En vertu de l’article R. 1454-14 du code du travail, le bureau de conciliation et d’orientation peut, en dépit de toute exception de procédure et même si le défendeur ne comparaît pas, ordonner :
1° La délivrance, le cas échéant, sous peine d’astreinte, de certificats de travail, de bulletins de paie et de toute pièce que l’employeur est tenu légalement de délivrer ;
2° Lorsque l’existence de l’obligation n’est pas sérieusement contestable :
a) Le versement de provisions sur les salaires et accessoires du salaire ainsi que les commissions ;
b) Le versement de provisions sur les indemnités de congés payés, de préavis et de licenciement ;
c) Le versement de l’indemnité compensatrice et de l’indemnité spéciale de licenciement en cas d’inaptitude médicale consécutives à un accident du travail ou à une maladie professionnelle mentionnées à l’article L. 1226-14 ;
e) Le versement de l’indemnité de fin de contrat prévue à l’article L. 1243-8 et de l’indemnité de fin de mission mentionnée à l’article L. 1251-32 ;
3° Toutes mesures d’instruction, même d’office ;
4° Toutes mesures nécessaires à la conservation des preuves ou des objets litigieux.
[…].
15. L’expression 'en dépit de toute exception de procédure’ n’est pas de nature à autoriser le bureau de conciliation et d’orientation, au delà des pouvoirs limitativement énumérés par ce texte, à ordonner un sursis à statuer.

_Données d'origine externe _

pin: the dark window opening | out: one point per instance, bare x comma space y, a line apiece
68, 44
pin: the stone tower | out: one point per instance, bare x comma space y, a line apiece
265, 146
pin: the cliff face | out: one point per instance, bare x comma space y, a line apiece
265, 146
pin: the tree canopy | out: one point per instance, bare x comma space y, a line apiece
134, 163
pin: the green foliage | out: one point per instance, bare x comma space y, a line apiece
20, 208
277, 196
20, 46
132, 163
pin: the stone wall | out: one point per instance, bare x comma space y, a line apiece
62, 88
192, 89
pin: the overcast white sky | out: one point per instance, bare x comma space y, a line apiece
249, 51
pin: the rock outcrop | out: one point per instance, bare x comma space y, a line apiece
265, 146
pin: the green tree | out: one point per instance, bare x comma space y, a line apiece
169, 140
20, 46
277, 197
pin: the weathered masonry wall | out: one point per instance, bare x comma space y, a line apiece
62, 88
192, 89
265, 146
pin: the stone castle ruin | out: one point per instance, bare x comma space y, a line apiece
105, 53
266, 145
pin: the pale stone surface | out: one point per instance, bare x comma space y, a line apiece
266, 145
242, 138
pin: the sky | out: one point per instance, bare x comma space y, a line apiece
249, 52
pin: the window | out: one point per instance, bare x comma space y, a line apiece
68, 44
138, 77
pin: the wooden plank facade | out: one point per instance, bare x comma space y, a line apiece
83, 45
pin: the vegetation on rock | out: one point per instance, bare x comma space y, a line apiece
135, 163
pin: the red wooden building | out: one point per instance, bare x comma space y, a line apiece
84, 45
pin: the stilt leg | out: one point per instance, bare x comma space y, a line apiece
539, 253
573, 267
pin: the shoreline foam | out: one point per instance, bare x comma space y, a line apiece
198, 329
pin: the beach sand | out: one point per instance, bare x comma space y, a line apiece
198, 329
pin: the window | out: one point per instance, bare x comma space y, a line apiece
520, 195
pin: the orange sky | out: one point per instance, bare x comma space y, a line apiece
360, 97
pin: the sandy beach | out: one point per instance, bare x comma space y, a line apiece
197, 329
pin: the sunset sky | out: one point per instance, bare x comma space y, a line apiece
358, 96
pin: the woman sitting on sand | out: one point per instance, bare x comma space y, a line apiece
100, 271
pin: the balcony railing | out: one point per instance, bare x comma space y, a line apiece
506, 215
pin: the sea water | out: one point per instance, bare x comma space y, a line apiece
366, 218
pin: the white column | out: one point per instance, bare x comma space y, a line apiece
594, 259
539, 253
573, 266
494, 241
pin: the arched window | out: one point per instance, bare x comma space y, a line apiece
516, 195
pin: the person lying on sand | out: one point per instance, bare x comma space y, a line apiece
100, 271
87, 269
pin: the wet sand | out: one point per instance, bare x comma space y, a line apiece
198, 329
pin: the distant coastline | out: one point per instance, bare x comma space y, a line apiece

16. Il convient donc d’infirmer la décision déférée, étant observé que la cour, saisie uniquement de l’appel contre cette décision rendue par le bureau de conciliation et d’orientation, ne peut se substituer au bureau de jugement du conseil de prud’hommes qui devra, le cas échéant, statuer sur la demande de l’association intimée.
17. Celle-ci, perdante à la présente instance, sera condamnée aux dépens mais il n’apparaît pas inéquitable de laisser à la charge des parties les frais irrépétibles qu’elles ont exposées.
PAR CES MOTIFS,
La cour,
Infirme la décision déférée,
Statuant à nouveau,
Dit que la décision sur la demande de sursis à statuer présentée par l’association [1] relève des pouvoirs du bureau de jugement du conseil de prud’hommes saisi et non du bureau de conciliation et d’orientation,
Déboute les parties du surplus de leurs prétentions,
Condamne l’association [1] aux dépens.
Signé par Sylvie Hylaire, présidente et par Sylvaine Déchamps, greffière, à laquelle la minute de la décision a été remise par le magistrat signataire.